Il relate le succès de l’association «Les petits ostensoirs», lancée par une mère de famille, sur l’idée de favoriser la confession et l’adoration auprès des enfants. Elle a récolté les 2000 euros qu’elle demandait pour créer son site internet et imprimer des flyers.

«Nous comblons aussi un vide avec la plateforme», assure l’entrepreneur. Il lui est arrivé de mettre en ligne des projets refusés ailleurs. «Les banques, les entreprises et les fondations sont très frileuses lorsqu’il s’agit de financer des projets à but cultuel ou connotés religieusement. C’est souvent un motif de refus». C’est ainsi que l'abbaye de Sénanque, dont le financement de consolidation de l’église a été refusé par une trentaine de fondations d’entreprise, se trouve sur le site participatif.

«C’est très réjouissant parce que ces projets ne sont que des bonnes nouvelles»

La proximité physique ou géographique des internautes joue un rôle non négligeable. Mais l’identification des donateurs potentiels à une cause est aussi importante. En 2017, peu de temps après avoir reçu son nouvel évêque, le diocèse de Digne, le plus pauvre de France, s’est retrouvé avec huit séminaristes dont il fallait financer une partie des études. «Ils ont reçu les 70’000 euros qu’ils avaient demandés. Cette campagne a touché la communauté, catholique dans ce cas, de tout le pays. Et aucun des donateurs n’habitaient dans le diocèse.»

A travers la plateforme, les associations trouvent, en plus d’un financement, une notoriété, ajoute Eric Didio. Il cite «Divine Box», un site de vente en ligne de produits monastiques, qui a sollicité les internautes et a finalement plus gagné en se faisant connaître. Credofunding est aujourd’hui un carrefour incontournable de la sphère chrétienne en France.

L’humain au centre

Attablé dans une brasserie genevoise, Eric Didio, affable, la voix douce, raconte sa belle aventure qui lui a permis de conjuguer vocations professionnelle et chrétienne. «C’est très engageant. C’est aussi très réjouissant parce que ces projets ne sont que des bonnes nouvelles. Ils mettent en valeur l’engagement de leur initiateur au service des plus fragiles.» Il n’hésite pas à citer un prêtre qui lui a dit un jour: «Vous êtes un laboratoire d’espérance.»

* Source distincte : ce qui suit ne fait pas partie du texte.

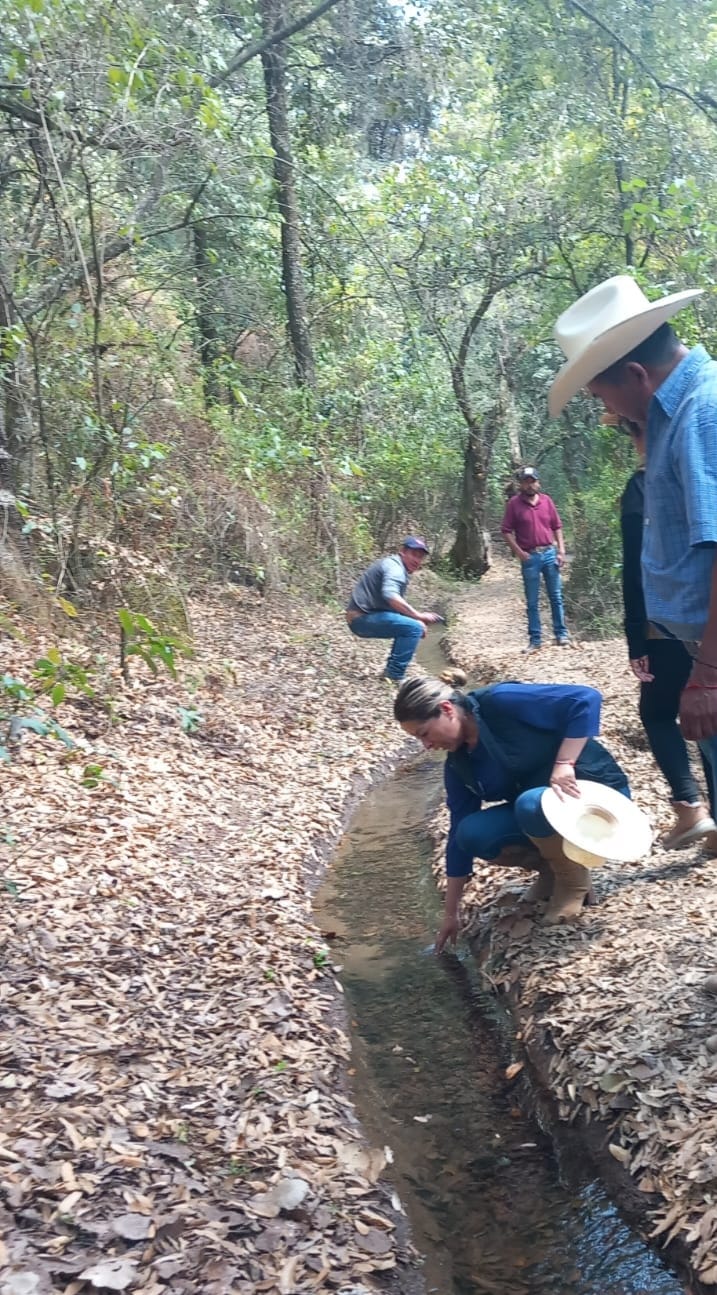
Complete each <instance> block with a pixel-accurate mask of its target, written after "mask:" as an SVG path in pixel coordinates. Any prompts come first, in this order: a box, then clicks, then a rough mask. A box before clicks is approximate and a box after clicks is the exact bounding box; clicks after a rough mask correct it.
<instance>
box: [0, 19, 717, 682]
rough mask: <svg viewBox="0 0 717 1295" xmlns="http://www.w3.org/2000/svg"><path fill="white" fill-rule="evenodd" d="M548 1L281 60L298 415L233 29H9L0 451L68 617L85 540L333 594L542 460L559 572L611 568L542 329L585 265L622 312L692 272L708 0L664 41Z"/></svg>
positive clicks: (235, 34)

La crise que traverse l’Église n’a d’ailleurs pas impacté le montant des dons. «Je ne le vois pas dans les chiffres. Cela représente peut-être de l’argent que nous ne recevrons pas. Mais les courbes n’ont pas baissé. Suite à l’affaire Barbarin, nous avons reçu quelques lettres de gens avertissant qu’ils ne donneraient plus.»

«Nous challengeons l’Église»

Son activité replace l’humain au centre dans une vision à long terme, estime-t-il. En opposition à une activité économique qu’il juge «court-termiste». «L’humain a besoin de temps. Nous devons accepter que certains projets prennent du temps pour aboutir. D’ailleurs cette plateforme est adaptée au milieu associatif et de l’Église.»

Ces projets revêtent un caractère parfois missionnaire. Une initiative qui naît à Lyon peut essaimer à Marseille, à Paris ou à Nantes. «Les Petits ostensoirs» comptent aujourd’hui sept groupes dans le pays. Eric Didio y voit une forme d’évangélisation.

«D’une certaine manière, nous challengeons l’Église sur son fonctionnement économique“, assure Eric Didio. Il fait référence aux «minorités créatives» évoquées par Benoît XVI. Il faut innover pour réveiller l’Église. «Je dis aux prêtres: "faites-nous confiance". A chacun son cœur de métier.» Bernard Hallet, Cath.ch/Protestinfo

Les prêts dépassent les dons

Lancée en 2014, la plateforme a récolté plus de 5,6 millions de francs, sous forme de dons ou de prêts (avec ou sans intérêt), et compte à ce jour 25’000 utilisateurs. En 2018, 40% des 2,2 millions de francs qui ont transité par la plateforme étaient des dons.

Le montant des prêts va aller croissant dans les années qui viennent estime l’entrepreneur chrétien. En 2017, ils représentaient 122’000 francs, 1,2 millions en 2018 et le chiffre devrait doubler en 2019. «Le prêt s’est développé à long terme mais la tendance s’accélère.» 

«Nous prélevons 8% sur les dons et 4% sur les prêts», indique Eric Didio. Cela permet de rémunérer les 6 collaborateurs de l’entreprise à leur juste niveau. Les deux tiers des donateurs ont moins de 55 ans, hommes et femmes à parité.